Cancers (Basel). 2025 Jan 8;17(2):189. doi: 10.3390/cancers17020189.
: Accurate target definition, treatment planning and delivery increases local tumor control for radiotherapy by minimizing collateral damage. To achieve this goal for uveal melanoma (UM), tantalum fiducial markers (TFMs) were previously introduced in proton and photon beam radiotherapy. However, TFMs cause pronounced scattering effects in imaging that make the delineation of small tumors difficult. The aim of this study was to evaluate silicone fiducial markers (SFMs) for the guiding of stereotactic radiosurgery (SRS) for UM. : In this retrospective interventional pilot case series, three patients with small UMs 3 mm or less in tumor thickness and ≤10 mm in largest basal diameter received silicone fiducial markers. The fiducial markers were punched out (3 mm) from conventional silicone encircling bands for buckle surgery. The markers were sutured onto the sclera at the tumor margins according to the use of TFMs. MRI and CT images were used for the localization of the tumor and the markers before robotic-guided SRS. : The silicone fiducial markers were punched out easily from the original band, better to handle than TFMs and easy to suture onto the sclera. They could be visualized in both MRI and CT, but were more visible in CT. In the absence of scattering effects, both the markers and thus the tumor boundaries could be clearly delineated. : This is the first report that introduces fiducial markers intraoperatively shaped from conventional silicone encircling bands usually used for retinal detachment surgery. The SFMs allow more accurate tumor delineation, resulting in the more precise planning and administration of SRS when compared to TFMs. This simple modification has a major impact on a well-known treatment approach.

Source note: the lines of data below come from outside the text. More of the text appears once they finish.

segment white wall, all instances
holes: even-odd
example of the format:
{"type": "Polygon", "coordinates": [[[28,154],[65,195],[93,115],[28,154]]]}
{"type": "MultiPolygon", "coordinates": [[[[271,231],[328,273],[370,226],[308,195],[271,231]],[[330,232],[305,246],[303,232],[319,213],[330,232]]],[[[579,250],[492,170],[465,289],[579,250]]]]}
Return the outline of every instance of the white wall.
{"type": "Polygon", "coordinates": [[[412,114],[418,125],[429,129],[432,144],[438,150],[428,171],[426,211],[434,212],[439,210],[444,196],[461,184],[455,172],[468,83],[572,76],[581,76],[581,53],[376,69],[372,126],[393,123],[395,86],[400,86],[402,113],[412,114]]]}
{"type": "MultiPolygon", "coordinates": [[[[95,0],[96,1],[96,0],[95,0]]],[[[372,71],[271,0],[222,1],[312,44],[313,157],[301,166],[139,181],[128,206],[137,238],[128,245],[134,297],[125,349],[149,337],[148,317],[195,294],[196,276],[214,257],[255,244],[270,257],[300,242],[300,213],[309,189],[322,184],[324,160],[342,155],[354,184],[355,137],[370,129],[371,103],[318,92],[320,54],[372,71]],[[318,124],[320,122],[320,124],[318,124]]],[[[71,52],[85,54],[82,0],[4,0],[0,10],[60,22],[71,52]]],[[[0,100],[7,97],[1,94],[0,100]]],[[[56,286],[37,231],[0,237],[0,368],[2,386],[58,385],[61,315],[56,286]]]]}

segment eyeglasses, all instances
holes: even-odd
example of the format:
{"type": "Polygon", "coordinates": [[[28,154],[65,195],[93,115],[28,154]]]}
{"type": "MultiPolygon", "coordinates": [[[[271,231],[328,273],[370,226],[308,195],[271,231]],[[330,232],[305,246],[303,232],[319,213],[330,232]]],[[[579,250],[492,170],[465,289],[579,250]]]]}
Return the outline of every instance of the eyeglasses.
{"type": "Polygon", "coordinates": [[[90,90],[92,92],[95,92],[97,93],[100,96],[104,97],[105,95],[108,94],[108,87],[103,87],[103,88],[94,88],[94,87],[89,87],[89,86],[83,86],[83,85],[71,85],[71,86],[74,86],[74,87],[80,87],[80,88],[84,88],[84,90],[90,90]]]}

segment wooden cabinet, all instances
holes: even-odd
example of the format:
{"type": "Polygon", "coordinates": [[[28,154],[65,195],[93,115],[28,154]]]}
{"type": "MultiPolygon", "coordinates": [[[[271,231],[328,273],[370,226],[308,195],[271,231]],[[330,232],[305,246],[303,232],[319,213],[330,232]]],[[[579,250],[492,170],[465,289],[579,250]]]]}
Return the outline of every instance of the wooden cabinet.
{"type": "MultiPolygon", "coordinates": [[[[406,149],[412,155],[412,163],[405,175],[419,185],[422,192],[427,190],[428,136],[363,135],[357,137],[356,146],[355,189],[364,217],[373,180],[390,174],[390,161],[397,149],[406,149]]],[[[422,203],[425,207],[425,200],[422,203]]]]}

准确的靶区定义、治疗计划制定与实施可通过将附带损伤降至最低来提高放射治疗的局部肿瘤控制率。为了在葡萄膜黑色素瘤(UM)治疗中实现这一目标,之前已在质子和光子束放射治疗中引入了钽基准标记物(TFMs)。然而,TFMs在成像中会引起明显的散射效应,使得小肿瘤的轮廓勾画变得困难。本研究的目的是评估用于UM立体定向放射外科治疗(SRS)引导的硅酮基准标记物(SFMs)。
在这个回顾性介入性试点病例系列中,三名肿瘤厚度为3毫米或更小且最大基底直径≤10毫米的小UM患者接受了硅酮基准标记物。基准标记物是从用于扣眼手术的传统硅酮环绕带中冲压出(3毫米)的。根据TFMs的使用方法,将标记物缝合到肿瘤边缘的巩膜上。在机器人引导的SRS之前,使用MRI和CT图像对肿瘤和标记物进行定位。
硅酮基准标记物很容易从原始带材上冲压出来,比TFMs更易于操作,并且易于缝合到巩膜上。它们在MRI和CT中均能被看到,但在CT中更明显。在没有散射效应的情况下,标记物以及肿瘤边界都能被清晰地勾画出来。
这是第一份报告,介绍了术中由通常用于视网膜脱离手术的传统硅酮环绕带制成的基准标记物。与TFMs相比,SFMs能实现更准确的肿瘤轮廓勾画,从而在SRS的规划和实施上更为精确。这种简单的改进对一种广为人知的治疗方法产生了重大影响。